一方、私は博士課程が終わった後、今のところ会社員に戻るはずなので、キャリア上、大学におけるTeachingの経験は必須ではない。そういう意味でも優先度は必ずしも高くない。もちろん、大学院生の中にはお金を稼ぐことを目的にTeachingスタッフをするケースもある。時給はチューターでざっくり1万円程度。

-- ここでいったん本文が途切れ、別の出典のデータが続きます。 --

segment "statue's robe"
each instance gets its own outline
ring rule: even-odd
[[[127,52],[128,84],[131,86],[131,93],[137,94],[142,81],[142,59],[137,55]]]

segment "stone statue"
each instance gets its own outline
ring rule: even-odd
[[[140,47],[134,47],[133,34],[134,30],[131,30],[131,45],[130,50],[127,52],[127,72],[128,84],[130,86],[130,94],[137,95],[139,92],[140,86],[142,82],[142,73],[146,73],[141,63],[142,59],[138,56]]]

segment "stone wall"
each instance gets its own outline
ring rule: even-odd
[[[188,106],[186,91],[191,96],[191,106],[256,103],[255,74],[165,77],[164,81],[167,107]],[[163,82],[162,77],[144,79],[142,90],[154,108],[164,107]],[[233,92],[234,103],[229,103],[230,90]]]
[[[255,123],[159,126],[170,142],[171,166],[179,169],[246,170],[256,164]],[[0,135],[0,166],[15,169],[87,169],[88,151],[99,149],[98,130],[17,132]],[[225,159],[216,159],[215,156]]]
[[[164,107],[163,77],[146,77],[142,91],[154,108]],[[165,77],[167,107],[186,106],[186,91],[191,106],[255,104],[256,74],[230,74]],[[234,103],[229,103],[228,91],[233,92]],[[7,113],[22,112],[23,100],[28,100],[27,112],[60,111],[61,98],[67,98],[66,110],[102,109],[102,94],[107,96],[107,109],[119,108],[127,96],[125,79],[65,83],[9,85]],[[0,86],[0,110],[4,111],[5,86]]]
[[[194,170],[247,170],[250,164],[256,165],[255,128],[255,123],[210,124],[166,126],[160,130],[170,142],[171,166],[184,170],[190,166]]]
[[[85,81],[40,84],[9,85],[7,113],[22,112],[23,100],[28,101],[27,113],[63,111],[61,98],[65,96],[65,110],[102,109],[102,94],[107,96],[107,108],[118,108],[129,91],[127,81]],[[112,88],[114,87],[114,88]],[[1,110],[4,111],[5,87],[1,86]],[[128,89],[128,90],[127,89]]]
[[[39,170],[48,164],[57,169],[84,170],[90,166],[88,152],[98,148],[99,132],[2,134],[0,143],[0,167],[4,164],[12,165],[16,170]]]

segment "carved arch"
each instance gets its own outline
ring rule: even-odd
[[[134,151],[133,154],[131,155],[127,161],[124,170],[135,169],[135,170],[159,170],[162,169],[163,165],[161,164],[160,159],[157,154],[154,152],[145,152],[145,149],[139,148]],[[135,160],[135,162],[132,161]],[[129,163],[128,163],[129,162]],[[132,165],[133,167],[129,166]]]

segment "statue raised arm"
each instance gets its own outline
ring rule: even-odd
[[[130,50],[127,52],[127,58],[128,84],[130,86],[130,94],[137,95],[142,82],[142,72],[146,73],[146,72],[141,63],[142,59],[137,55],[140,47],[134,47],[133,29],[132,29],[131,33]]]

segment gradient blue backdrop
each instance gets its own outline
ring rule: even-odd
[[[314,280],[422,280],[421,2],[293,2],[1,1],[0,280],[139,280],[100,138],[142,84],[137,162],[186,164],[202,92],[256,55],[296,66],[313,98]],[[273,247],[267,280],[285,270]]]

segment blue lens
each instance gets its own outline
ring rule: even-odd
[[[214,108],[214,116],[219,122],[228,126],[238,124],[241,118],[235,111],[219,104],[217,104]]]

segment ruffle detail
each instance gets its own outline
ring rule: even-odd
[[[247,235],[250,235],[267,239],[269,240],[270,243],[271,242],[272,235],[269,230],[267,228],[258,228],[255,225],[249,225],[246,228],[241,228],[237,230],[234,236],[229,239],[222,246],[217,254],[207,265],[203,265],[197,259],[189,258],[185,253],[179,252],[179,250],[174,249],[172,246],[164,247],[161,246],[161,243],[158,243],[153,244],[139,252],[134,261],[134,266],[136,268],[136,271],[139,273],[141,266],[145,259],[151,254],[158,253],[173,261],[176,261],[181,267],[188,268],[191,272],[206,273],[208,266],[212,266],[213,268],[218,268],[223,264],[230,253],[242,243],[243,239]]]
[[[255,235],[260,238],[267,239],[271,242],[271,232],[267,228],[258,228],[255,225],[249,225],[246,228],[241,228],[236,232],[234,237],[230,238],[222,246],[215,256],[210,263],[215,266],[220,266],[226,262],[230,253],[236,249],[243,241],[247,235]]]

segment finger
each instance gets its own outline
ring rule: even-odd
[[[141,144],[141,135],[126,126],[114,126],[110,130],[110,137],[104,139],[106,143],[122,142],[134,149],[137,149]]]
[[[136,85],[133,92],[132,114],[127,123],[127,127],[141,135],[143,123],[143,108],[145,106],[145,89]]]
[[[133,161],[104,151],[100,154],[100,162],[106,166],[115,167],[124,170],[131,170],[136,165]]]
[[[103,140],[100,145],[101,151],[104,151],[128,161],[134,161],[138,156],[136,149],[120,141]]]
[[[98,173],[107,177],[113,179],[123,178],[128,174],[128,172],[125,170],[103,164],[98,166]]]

https://www.monash.edu/current-enterprise-agreements/academic-professional-2019#92

 

高いようで、英語にハンデがある私がやるとなると準備の時間が人よりかかるし、決して割りが良い仕事ではなくなる。ちなみにスポットコンサルの時給は2万円~3万円なので、お金だけみれば、日本語でできるコンサルの方が効率的。でも、私はお金稼ぎのためにオーストラリアに来ているわけではなく、帰国したらまた嫌というほど仕事をすることになる(はず)。仕事をしなくても良いサバティカル的な3年間を別の仕事で埋めるよりは、研究以外の時間はボランティア活動や論文、書籍等の執筆、オーストラリア生活を楽しむ経験に費やしたいと思った。

 

TeachingやTutoringについて声をかけてもらったことで、自分の中での優先順位を考えるきっかけとなったことは良かった。少しだけ後ろ髪を引かれる思いもあるが、どうしてもやりたいと思えば、残りのセメスター2で申請することもできる。それよりも何よりも研究の分析、論文執筆、学会発表など、博士課程の学生としての本分をしっかりとやらなくては。3年目は欲張りしないで、確実に研究を進めていくとともに、家族でのオーストラリア生活最終年を十分に楽しみたいと考えている。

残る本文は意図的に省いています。